Feb. 3, 2011

Regents to discuss 2011-12 tuition and student fees at Thursday meeting

by Anne Krapfl

Listen in live

Live audio streaming of all open sessions of the meeting will be available at the board website.

The state Board of Regents is scheduled to meet Thursday, Feb. 3, in Iowa City. An interactive meeting agenda is online. Following a closed session to discuss a collective bargaining issue, the public meeting will begin around 9 a.m.

Board members will have their first discussion of a proposed tuition and fee increase for the 2011-12 year. The proposal would increase tuition for Iowa residents (undergraduates and graduates) 5 percent and nonresident students 3.5 percent. A proposed 20 percent increase in mandatory student fees (from $895 to $1,078 per student, per year) primarily is to begin to pay the debt on the new recreation facility that opens in August. The board won't make a decision on tuition and fees until its March 23 meeting. For the first time, any proposed increases in non-tuition-related student fees for next year also will be reviewed at this meeting. In the past, the so-called "miscellaneous fees" were presented to the board for approval later in the spring.

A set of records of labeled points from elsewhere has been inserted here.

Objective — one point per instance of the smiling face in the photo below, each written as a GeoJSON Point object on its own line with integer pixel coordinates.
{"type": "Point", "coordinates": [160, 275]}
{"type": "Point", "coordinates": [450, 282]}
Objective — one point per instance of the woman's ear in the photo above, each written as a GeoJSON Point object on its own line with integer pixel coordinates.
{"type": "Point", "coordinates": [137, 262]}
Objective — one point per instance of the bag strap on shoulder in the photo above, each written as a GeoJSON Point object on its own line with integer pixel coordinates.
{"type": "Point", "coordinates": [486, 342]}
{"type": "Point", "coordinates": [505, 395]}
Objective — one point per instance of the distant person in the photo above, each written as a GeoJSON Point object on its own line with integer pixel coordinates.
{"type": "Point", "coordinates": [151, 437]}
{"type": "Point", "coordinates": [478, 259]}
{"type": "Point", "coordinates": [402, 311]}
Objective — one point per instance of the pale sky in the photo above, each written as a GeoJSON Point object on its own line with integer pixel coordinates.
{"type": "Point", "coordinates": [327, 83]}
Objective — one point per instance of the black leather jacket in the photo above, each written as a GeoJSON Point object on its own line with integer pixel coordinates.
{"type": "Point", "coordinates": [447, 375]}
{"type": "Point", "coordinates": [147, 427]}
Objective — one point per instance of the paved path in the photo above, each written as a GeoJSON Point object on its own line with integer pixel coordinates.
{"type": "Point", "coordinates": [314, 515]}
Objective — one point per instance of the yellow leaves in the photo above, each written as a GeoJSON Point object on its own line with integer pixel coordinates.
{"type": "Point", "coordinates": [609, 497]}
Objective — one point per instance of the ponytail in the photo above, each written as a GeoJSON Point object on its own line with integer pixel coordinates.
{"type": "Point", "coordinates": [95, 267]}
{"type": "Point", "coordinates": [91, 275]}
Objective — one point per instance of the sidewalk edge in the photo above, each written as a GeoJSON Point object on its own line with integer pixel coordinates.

During ISU-specific items on the agenda, vice president for business and finance Warren Madden will provide another update on reconstruction and mitigation efforts following flooding on campus last August. University Professor of economics Peter Orazem will present the results of an ISU alumni career survey (graduating classes of 1986 to 2006) that focuses on entrepreneurship, job creation and factors that increase the probability of each.

Iowa State also will seek final permission to proceed with renovating the heating, ventilating and air conditioning system for the Laboratory Animal Resources central facility within the College of Veterinary Medicine building. As proposed, 99 percent of the $4.4 million price tag would be covered by ARRA (American Recovery and Reinvestment Act) funds via a grant from the National Institutes of Health; the office of the vice president for research and economic development would provide the rest.